Политрук Шумило решил устроить вечер воспоминаний старого участника царицынской обороны, собрал народ из других подразделений, но беседа не получилась. Поляков смутился, когда увидел десятки людей, пришедших его послушать, стал заикаться, совсем замолчал… Потом, вдруг оживившись и придя в отчаянную бодрость, он сел на землю, перешёл со слушателями на «ты», словно не доклад делал, а вёл беседу с приятелем в пивной, понёс совсем не то, что следует. С поистине поразительной памятью он стал рассказывать, радуясь улыбкам слушателей, о том, как в ту пору кормили, многословно и подробно заговорил он о каком-то Бычкове, похитившем у него двадцать один год назад из мешка новые сапоги…
Пришлось Шумило самому сделать подробный доклад, хотя политруку роты в пору обороны Царицына было никак не больше двух лет.
После этого вечера ополченцы насмешливо и дружелюбно оглядывали Полякова, а комиссар полка в весёлую минуту спрашивал Шумило:
— Кого докладчиком, Полякова пустим?..— и, подмигивая, добавлял: — Ох, бедовый старик…

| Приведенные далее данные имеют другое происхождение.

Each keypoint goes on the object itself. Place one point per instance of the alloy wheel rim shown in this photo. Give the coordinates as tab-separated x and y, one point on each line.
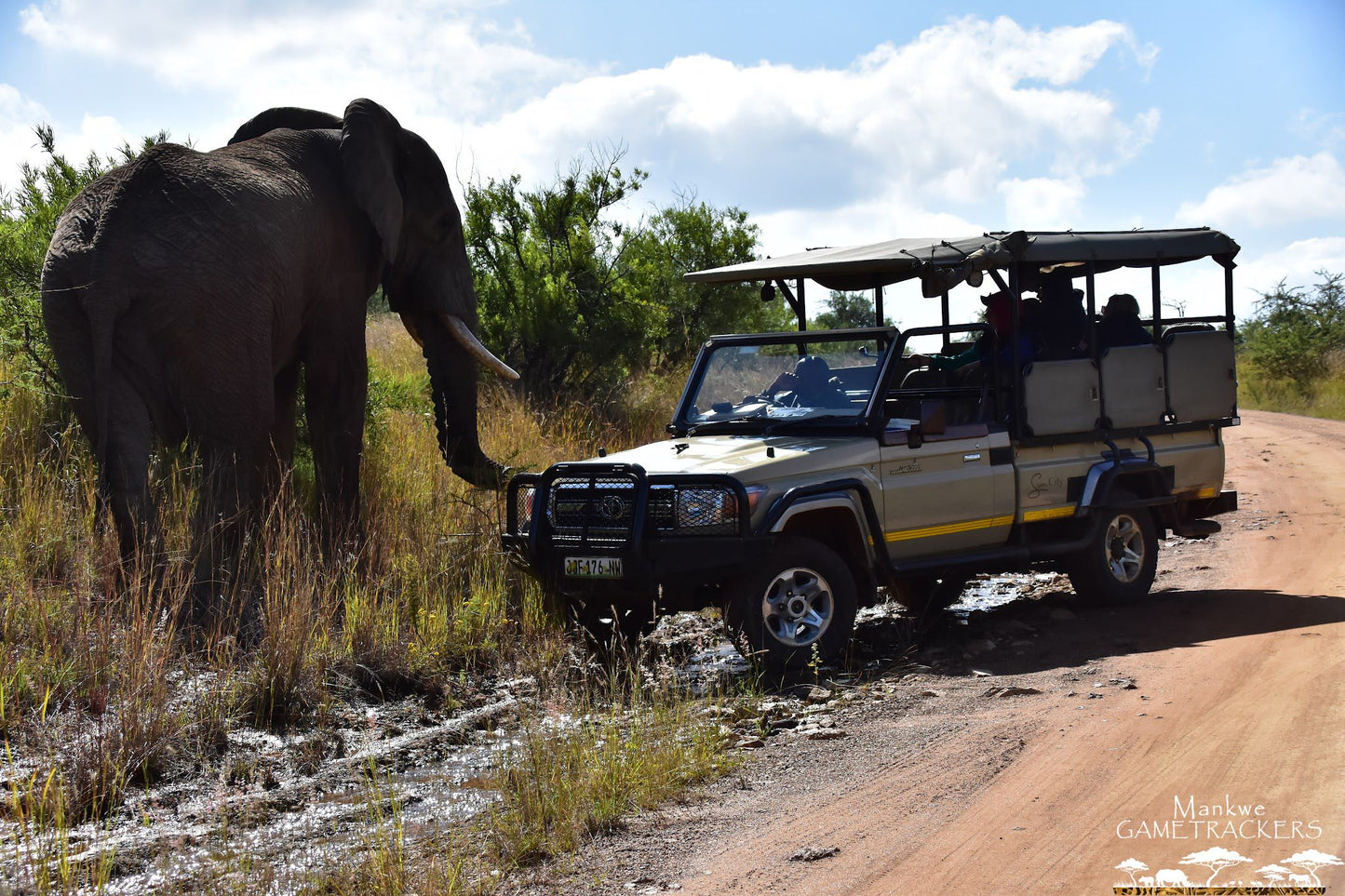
1124	548
798	607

После гражданской войны Поляков работал в Ростове и Екатеринославе{83}, в Москве и в Баку. Много у него было воспоминаний. О женщинах он говорил очень вольно, но с каким-то всем нравившимся восхищением, испуганным удивлением.

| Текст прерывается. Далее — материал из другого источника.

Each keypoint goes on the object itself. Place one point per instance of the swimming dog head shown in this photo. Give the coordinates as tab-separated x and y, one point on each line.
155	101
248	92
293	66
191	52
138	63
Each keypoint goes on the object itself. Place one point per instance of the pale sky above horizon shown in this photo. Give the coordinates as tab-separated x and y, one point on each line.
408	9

— Эх, ребята, дурачки вы,— говорил он,— разве вы это дело по-настоящему понимаете, женскую силу понимать надо, я и сейчас, увижу девку красивую — так в ушах зашумит и сердце холодеет…
Знали его в городе многие. На пятый день стояния ополченцев в степи пришли из города две легковые машины: одна чёрная, нарядная, вторая зелёная, «эмка». Это приехали члены Комитета Обороны и полковник, начальник сталинградского гарнизона. Они прошли в штаб, и ополченцы, оглядывая их, говорили: — Гляди, а вон в очках, а этот… Все с пистолетами, с планшетами, один полковник без пистолета…

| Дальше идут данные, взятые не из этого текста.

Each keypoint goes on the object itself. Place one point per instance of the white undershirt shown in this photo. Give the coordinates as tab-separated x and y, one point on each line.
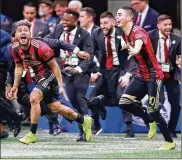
160	48
143	15
113	46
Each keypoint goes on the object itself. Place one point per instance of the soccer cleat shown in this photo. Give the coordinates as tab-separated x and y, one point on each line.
97	131
57	130
152	131
87	123
81	137
4	134
101	105
129	134
168	146
28	138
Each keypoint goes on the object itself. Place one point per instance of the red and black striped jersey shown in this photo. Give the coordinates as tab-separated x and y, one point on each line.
146	62
36	56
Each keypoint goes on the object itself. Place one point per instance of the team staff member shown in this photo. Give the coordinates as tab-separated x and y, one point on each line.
114	66
167	47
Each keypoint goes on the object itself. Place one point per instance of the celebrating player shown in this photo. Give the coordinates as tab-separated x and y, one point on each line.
40	57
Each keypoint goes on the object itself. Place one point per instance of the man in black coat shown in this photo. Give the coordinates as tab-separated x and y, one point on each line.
114	71
76	71
145	16
167	47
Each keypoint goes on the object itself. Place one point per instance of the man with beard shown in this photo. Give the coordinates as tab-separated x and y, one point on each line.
46	13
148	78
167	47
40	58
38	28
115	71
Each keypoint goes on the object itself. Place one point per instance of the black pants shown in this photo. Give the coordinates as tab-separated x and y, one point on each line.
107	84
173	93
137	89
76	87
7	111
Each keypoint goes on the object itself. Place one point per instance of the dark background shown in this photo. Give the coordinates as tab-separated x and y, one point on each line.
13	8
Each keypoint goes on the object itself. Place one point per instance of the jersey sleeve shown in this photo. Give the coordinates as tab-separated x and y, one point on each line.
141	35
16	57
45	52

Вскоре приехавшие вышли из штабного блиндажа, стали осматривать окопы, землянки, блиндажи, беседовали с ополченцами. Полковник долго осматривал пулемётные гнёзда и примерялся, целился, даже попробовал пулемёт, дал очередь в воздух. Потом он перешёл к миномётчикам.
— Смирно! — закричал Крякин и отрапортовал. Сухощавый нарядный полковник махнул рукой: «вольно». Увидев Полякова, он улыбнулся и подошёл к нему.
— А, здравствуй, плотник, встретились.
Поляков вытянулся, ответил:
— Здравствуйте, товарищ полковник.
Затрепетавший комвзвода Брюшков с облегчением увидел, что сделано это было по всем правилам науки.
— Кем тут?
— Миномётчик заряжающий, товарищ полковник.
— Ну как, славянин, будешь воевать немца, не подведёшь кадровых?
— Лишь бы кормили,— весело ответил Поляков.— А где он, немец, близко?
Полковник рассмеялся и сказал:
— Ну, солдат, доставай свою железную банку.
Поляков вынул из кармана круглую жестяную коробку и дал полковнику закурить корешка. Полковник снял перчатки, свернул козью ножку, выпустил облако дыма. Адъютант полковника негромко спросил у ополченцев:
— А Шапошникова нет между вами?
— Он за продуктами пошёл,— ответил Ченцов.
— Тут письмецо для него просили из города родные передать,— сказал адъютант и помахал конвертом,— в штаб сдать его?
— А вы дайте мне, мы с ним в одном блиндаже,— сказал Ченцов.
После отъезда начальства Поляков объяснял товарищам:
— Я его давно знаю. Ты не смотри, что перчатки да полковник. Я перед войной в его кабинете паркет клал; он вышел, посмотрел работу, потом: «Дай-ка я, поциклевать охота». Понимает вполне… Он, говорит, вологодский, отец его плотник, и дед был плотник, и сам он лет шесть, говорит, был по плотницкому делу, потом уж по академиям пошёл.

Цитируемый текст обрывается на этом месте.